Wednesday, March 24, 2010

Pain: a subjective experience.

I consider myself to be a compassionate, empathetic person.  I loathe seeing other people in pain, and do what I can to make it better.  This is why I became a nurse.  And I truly believe that pain is a subjective experience, and that it's an important goal in healthcare to assess and treat pain based on the patient's description of it.

However, I'm also a firm believer in the principle of personal responsibility.  And when 30 year old Man-Baby, "a frequent flyer" in our hospital, comes in YET AGAIN with diabetic ketoacidosis and hypertension because he failed to comply with the medication regimen prescribed to him, I can't help but roll my eyes a bit when I see his name on my assignment in the morning.  And when Man-Baby's mother comes in and offers to spread mayo on his sandwich for him, I roll my eyes again and sigh. 

When Man-Baby flirts with me, tells me that I "smell good", laughs and jokes and chitchats on his cell phone........ and then fives minutes later grabs the nursing aide and tells her his pain is 6 out of 10... and when I go back into the room to investigate, demands his Dilaudid... I have a hard time believing it.  I have a nagging suspicion that he simply enjoys passing his time in the hospital in an opioid-induced stupor.  I have to give him the medication anyway, so long as it is prescribed.  He falls asleep soon after.  He is pleased to be sedated and numbed and relieved of responsibility for his own poorly managed health and life. 

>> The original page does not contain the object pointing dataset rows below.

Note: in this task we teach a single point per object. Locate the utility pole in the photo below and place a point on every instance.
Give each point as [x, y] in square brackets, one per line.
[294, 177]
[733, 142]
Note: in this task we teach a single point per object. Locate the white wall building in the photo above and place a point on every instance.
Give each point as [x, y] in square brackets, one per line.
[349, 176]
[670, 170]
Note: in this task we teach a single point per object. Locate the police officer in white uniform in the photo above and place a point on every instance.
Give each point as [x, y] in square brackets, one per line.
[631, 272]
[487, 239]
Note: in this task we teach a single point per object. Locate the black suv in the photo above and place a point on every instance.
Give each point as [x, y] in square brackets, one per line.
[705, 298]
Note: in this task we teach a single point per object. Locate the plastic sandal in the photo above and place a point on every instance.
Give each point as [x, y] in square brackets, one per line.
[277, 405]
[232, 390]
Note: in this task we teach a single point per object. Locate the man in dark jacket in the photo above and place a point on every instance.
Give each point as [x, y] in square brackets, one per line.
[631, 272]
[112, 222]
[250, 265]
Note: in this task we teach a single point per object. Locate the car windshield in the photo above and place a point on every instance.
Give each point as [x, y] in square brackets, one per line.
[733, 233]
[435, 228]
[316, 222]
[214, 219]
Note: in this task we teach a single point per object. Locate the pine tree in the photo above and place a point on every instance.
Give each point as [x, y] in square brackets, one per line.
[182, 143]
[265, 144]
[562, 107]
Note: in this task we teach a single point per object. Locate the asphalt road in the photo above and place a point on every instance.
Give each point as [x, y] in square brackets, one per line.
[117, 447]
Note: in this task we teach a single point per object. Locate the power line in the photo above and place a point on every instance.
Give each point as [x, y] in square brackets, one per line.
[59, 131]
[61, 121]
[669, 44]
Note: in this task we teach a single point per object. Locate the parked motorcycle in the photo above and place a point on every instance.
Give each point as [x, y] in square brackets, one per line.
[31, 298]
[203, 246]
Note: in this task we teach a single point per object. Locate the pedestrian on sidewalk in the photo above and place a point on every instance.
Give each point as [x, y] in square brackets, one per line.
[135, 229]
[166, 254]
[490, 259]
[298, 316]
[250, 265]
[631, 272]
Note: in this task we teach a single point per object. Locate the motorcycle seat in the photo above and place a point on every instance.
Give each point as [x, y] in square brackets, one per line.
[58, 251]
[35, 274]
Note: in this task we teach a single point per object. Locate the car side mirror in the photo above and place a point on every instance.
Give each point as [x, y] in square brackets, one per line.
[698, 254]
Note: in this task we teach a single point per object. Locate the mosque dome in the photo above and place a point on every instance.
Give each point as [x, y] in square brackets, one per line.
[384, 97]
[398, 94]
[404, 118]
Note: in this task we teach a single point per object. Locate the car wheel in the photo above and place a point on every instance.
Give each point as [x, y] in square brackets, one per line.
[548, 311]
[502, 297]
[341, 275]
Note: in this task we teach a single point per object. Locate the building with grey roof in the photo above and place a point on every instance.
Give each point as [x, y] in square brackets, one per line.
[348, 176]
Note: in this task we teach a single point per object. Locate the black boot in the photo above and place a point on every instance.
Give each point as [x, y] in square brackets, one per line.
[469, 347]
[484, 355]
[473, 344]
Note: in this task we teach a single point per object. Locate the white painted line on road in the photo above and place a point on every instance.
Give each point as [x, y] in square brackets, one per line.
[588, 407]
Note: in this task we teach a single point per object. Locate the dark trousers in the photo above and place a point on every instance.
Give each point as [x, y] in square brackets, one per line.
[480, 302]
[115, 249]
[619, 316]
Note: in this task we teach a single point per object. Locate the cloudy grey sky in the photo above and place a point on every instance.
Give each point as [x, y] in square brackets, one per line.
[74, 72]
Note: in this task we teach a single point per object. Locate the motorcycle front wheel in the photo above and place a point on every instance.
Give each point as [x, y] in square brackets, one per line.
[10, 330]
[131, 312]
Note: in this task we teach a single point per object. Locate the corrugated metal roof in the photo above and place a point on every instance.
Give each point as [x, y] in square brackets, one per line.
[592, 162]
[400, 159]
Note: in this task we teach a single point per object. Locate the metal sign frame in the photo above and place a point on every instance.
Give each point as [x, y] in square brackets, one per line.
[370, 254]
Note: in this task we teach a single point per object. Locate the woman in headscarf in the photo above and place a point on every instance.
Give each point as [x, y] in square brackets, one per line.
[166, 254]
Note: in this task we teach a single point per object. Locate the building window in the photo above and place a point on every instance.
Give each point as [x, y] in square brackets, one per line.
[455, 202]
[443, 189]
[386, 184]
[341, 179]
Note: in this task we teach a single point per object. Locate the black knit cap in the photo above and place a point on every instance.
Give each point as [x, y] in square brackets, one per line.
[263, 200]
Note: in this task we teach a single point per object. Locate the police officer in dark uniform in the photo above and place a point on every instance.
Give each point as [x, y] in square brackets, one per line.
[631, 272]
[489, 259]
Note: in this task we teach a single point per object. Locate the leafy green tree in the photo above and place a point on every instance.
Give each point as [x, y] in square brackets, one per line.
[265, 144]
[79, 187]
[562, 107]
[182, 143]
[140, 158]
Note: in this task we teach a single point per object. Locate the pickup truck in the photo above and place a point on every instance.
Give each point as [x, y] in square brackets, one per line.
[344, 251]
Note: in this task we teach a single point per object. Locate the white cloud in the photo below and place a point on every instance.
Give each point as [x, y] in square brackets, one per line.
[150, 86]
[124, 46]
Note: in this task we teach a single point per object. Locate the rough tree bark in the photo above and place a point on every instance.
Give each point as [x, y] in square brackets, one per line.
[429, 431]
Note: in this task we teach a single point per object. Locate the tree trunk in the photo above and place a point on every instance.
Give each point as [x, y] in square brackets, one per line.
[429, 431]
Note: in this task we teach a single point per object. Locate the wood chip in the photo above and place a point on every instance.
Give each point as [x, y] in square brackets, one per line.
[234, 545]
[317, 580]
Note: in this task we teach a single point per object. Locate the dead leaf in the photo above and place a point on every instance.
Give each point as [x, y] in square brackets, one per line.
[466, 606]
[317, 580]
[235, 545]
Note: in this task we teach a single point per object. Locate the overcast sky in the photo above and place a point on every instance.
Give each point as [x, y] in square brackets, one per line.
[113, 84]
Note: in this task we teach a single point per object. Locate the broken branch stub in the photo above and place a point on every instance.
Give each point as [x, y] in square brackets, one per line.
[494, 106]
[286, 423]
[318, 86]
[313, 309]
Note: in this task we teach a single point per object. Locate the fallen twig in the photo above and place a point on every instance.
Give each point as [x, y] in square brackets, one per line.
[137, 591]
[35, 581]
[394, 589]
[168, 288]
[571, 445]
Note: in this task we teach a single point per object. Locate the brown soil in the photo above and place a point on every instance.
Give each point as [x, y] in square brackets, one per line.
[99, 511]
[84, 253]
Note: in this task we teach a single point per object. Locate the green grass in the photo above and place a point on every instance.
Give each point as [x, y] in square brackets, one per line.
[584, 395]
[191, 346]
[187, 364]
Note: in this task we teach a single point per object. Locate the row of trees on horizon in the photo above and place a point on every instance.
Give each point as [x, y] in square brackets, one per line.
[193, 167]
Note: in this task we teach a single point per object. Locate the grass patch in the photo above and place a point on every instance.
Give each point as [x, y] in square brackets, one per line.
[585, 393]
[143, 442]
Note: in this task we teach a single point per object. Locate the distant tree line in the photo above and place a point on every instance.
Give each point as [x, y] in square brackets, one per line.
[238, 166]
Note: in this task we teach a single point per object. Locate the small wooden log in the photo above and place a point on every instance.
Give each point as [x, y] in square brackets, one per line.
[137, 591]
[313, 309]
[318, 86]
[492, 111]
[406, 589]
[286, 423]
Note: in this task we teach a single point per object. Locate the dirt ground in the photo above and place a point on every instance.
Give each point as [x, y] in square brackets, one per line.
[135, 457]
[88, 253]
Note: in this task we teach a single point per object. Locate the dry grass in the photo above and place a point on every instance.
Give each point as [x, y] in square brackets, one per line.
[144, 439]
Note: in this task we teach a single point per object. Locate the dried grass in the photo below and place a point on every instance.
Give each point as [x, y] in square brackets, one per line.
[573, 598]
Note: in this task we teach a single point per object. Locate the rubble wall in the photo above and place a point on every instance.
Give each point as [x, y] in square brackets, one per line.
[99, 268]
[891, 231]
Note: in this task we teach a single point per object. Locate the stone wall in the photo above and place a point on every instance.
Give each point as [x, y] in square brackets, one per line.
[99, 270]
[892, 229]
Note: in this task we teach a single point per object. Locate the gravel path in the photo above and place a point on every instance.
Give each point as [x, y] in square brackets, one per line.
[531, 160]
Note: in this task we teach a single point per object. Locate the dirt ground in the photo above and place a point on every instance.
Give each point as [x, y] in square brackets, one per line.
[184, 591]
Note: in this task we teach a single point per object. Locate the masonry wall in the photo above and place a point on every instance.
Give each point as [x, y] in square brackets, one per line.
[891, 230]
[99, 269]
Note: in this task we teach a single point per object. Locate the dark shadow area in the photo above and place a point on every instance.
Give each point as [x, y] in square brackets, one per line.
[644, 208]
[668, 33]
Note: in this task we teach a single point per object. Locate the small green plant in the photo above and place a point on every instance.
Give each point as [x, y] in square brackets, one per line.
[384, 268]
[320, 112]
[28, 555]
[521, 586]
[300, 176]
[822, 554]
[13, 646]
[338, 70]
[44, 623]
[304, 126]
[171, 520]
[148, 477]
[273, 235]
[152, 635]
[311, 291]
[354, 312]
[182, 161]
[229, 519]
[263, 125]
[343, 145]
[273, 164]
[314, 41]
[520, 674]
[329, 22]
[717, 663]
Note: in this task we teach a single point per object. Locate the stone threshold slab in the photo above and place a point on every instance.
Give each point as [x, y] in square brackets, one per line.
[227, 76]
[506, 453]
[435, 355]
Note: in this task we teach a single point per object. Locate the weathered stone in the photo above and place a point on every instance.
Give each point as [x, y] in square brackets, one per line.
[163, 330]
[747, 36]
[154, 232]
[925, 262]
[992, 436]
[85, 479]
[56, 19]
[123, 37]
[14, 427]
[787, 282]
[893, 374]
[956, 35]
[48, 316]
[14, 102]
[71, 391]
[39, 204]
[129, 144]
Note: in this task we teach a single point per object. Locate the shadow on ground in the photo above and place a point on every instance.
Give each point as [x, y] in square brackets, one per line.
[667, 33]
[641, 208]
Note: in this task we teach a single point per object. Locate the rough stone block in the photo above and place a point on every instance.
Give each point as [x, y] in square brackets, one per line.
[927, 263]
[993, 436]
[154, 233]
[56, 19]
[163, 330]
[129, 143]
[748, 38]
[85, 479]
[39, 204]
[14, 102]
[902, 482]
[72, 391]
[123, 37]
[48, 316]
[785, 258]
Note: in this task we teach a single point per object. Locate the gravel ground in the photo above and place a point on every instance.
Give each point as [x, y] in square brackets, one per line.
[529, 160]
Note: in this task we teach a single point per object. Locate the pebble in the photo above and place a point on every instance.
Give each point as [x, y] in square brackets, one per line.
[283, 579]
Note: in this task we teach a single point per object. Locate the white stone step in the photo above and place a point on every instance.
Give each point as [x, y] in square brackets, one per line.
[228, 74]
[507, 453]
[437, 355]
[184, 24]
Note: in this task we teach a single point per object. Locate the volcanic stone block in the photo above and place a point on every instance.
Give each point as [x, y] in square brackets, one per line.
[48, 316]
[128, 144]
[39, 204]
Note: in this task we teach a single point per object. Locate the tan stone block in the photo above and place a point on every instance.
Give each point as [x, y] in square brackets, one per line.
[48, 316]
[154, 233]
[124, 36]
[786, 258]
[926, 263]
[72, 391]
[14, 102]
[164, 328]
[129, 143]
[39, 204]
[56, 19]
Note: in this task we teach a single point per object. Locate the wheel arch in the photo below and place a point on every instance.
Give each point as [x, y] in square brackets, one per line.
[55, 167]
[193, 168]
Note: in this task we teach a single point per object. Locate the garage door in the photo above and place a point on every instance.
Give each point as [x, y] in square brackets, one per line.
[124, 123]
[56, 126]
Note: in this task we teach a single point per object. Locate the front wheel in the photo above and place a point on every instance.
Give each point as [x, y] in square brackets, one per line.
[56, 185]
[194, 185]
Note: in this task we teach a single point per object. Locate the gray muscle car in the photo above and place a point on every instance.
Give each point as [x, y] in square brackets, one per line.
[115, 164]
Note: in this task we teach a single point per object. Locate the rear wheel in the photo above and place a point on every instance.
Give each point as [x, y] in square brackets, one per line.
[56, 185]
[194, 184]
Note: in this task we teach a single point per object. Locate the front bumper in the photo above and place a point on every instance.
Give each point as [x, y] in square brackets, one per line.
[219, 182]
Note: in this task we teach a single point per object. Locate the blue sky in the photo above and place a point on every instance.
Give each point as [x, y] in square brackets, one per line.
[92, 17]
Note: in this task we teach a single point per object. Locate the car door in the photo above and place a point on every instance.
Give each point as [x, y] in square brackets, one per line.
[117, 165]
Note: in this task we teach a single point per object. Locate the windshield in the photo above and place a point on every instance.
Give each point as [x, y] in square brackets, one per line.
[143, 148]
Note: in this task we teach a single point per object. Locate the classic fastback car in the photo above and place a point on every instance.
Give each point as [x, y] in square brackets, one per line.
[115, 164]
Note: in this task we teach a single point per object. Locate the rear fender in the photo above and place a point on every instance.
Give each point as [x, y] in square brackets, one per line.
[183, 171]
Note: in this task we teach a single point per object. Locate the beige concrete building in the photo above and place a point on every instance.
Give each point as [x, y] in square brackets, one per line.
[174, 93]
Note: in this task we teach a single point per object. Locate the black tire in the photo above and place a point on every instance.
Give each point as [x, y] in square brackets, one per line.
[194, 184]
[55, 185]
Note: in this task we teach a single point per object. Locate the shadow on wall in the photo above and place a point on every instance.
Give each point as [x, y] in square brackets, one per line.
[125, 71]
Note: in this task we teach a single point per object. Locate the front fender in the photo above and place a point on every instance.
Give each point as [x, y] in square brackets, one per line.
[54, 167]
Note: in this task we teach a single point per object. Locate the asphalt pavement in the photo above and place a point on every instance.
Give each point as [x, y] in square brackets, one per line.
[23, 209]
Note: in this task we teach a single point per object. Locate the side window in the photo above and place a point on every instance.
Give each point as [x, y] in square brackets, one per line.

Down the hall is a 70-year-old woman with ovarian cancer, mets to the lungs and liver, who has just today decided to pursue hospice care.  She is in pain from the cancer, and receiving morphine.  She lets me know when the pain is creeping up again, and we keep it under control as best we can without oversedating her.  She welcomes our suggestions for non-pharmacological pain management techniques.  She smiles through the pain, and talks to me about passing on her "famous" lasagne recipe to her granddaughter.  This woman is experiencing physical and emotional pain like Man-Baby cannot imagine, and is doing so with such grace and dignity and gratitude that it puts us both to shame. 

I really don't want anyone to have to be in such pain... but sometimes, on days like today, I wish that people like Man-Baby could have a little taste of it.  Just enough to give him some perspective.  It's not just about the physical pain... but to feel yourself at the end of your life.  No more time.  If he could feel what that is like... maybe it would scare him enough to start taking care of himself.  Or perhaps it would encourage him to quit doping up on pain meds, and to actually get his young and relatively healthy butt out of bed to go to the bathroom instead of using the urinal... to become an active participant in his care.


When I see a young life wasting away like that due to negligence and apathy... it really does hurt. 

2 comments:

WWWebb said...

M.

This is one of the best things I've seen you write to date. It compares well to the writing of some of the best like StorytellERdoc or Dr. Charles.

You might just become a first-rate medblogger.

S said...

I agree, you write very well. Sad that there are such as "Man-baby" in the world, and Man baby's mama is not helping things.. Spreading his mayo? really?